From the Research
Naltrexone can be initiated when liver enzymes (transaminases) are less than 3-5 times the upper limit of normal (ULN), as supported by the most recent and highest quality study 1. For most patients, this means AST and ALT should ideally be below 150-250 U/L before starting treatment. If a patient has transaminases above this threshold, it's recommended to address the underlying liver condition first and recheck levels before initiating naltrexone. Once treatment begins, monitor liver function tests periodically, especially during the first few months of therapy.
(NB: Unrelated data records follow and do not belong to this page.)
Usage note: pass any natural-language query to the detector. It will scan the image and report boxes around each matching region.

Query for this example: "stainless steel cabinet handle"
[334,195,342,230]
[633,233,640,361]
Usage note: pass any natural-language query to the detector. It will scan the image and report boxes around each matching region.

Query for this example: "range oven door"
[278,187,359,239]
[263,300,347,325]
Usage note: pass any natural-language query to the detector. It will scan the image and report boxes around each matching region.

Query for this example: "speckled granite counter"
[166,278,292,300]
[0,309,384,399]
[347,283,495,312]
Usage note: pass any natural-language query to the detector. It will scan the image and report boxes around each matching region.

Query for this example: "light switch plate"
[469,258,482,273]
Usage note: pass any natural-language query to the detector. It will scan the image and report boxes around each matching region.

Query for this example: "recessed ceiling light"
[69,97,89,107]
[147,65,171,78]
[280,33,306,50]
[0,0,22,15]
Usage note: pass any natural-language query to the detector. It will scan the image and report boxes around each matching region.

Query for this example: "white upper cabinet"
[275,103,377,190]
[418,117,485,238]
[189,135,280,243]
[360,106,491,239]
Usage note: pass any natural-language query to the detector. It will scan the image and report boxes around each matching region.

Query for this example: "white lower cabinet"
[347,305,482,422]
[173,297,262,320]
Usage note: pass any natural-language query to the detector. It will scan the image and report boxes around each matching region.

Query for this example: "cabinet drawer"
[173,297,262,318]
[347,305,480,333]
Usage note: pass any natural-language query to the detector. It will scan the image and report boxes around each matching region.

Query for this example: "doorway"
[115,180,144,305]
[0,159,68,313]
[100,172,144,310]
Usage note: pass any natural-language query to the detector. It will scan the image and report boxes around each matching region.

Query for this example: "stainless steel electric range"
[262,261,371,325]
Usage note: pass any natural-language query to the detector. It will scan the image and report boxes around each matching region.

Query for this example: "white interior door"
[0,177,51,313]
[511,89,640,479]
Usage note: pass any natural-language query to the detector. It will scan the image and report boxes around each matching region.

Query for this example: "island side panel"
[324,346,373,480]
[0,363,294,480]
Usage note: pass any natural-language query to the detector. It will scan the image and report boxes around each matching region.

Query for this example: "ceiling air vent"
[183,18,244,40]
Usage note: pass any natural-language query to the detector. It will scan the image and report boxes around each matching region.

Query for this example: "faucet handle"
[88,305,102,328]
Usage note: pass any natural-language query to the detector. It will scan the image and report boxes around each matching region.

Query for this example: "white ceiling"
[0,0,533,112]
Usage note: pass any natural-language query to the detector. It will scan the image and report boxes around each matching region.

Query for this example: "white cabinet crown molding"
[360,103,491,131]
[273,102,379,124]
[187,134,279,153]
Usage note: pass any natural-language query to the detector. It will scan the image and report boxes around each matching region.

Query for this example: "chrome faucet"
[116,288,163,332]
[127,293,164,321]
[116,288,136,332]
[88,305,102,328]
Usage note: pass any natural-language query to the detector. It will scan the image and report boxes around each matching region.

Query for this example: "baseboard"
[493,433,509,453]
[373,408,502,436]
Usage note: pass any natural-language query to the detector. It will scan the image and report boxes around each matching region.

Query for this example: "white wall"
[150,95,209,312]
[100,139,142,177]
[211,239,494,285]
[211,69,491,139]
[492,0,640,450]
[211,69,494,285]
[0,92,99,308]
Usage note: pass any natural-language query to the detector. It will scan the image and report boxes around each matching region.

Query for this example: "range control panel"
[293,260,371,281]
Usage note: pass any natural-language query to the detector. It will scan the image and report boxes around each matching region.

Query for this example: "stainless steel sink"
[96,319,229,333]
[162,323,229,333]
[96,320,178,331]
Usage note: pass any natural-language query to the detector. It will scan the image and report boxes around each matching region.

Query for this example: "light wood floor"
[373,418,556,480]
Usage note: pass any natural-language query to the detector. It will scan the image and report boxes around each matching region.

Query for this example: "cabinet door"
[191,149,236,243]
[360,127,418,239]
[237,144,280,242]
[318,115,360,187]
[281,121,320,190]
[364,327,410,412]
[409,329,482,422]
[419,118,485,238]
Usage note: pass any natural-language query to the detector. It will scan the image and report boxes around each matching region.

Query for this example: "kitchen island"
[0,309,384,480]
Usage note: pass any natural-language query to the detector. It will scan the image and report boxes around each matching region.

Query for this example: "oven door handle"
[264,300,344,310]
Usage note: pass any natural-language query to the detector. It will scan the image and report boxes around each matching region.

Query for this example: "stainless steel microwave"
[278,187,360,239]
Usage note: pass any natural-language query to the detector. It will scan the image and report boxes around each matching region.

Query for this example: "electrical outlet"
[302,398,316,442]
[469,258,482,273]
For patients with elevated but acceptable baseline transaminases, more frequent monitoring (every 2-4 weeks initially) is advisable. The caution regarding liver enzymes stems from naltrexone's potential hepatotoxicity, particularly at higher doses. The standard dosing for alcohol use disorder is 50 mg daily, while for opioid use disorder, doses typically range from 50-100 mg daily. Patients should be educated about symptoms of liver injury including abdominal pain, jaundice, dark urine, or unusual fatigue, and instructed to seek medical attention if these develop during treatment. Some key points to consider when initiating naltrexone therapy include:
- The safety of naltrexone in patients with cirrhosis has been demonstrated in a recent study 1, which found no association between naltrexone use and drug-induced liver injury.
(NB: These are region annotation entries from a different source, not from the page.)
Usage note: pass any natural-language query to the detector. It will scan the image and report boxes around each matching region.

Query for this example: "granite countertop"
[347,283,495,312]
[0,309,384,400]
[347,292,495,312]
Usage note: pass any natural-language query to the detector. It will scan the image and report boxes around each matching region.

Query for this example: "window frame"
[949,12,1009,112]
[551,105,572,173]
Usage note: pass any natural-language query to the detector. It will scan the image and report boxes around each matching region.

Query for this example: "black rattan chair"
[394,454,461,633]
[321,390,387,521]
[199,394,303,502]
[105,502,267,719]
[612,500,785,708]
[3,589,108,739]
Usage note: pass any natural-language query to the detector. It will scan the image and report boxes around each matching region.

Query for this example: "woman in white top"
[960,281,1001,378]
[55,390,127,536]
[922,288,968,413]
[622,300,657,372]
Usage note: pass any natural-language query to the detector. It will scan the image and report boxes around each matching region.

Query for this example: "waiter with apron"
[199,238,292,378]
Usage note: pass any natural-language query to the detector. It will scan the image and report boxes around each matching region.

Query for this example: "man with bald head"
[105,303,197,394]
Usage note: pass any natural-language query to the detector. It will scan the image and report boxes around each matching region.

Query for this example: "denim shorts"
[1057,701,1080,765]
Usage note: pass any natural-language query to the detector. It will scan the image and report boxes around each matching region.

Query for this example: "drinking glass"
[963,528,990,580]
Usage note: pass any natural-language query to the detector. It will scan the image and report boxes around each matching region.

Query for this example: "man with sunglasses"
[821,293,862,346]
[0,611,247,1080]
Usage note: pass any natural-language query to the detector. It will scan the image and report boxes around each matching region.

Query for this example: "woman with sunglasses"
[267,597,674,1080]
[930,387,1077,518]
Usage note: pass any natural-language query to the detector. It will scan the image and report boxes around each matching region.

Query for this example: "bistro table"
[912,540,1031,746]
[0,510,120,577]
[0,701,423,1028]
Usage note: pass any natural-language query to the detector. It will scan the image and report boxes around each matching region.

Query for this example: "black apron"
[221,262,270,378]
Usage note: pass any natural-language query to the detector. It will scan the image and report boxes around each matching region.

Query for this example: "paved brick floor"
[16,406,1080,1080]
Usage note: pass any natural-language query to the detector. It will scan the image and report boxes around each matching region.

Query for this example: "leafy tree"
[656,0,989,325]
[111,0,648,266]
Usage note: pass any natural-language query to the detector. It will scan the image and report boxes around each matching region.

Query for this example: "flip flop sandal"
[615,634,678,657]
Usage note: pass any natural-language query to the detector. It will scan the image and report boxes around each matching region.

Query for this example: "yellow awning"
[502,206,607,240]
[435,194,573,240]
- Another study 2 found that naltrexone is safe to use in patients with underlying liver disease, including those with compensated cirrhosis.
- However, more safety data are needed for those with decompensated cirrhosis. It's essential to weigh the benefits of naltrexone therapy against the potential risks, particularly in patients with pre-existing liver disease. By carefully monitoring liver function and adjusting treatment as needed, healthcare providers can minimize the risks associated with naltrexone use and maximize its benefits for patients with alcohol or opioid use disorders.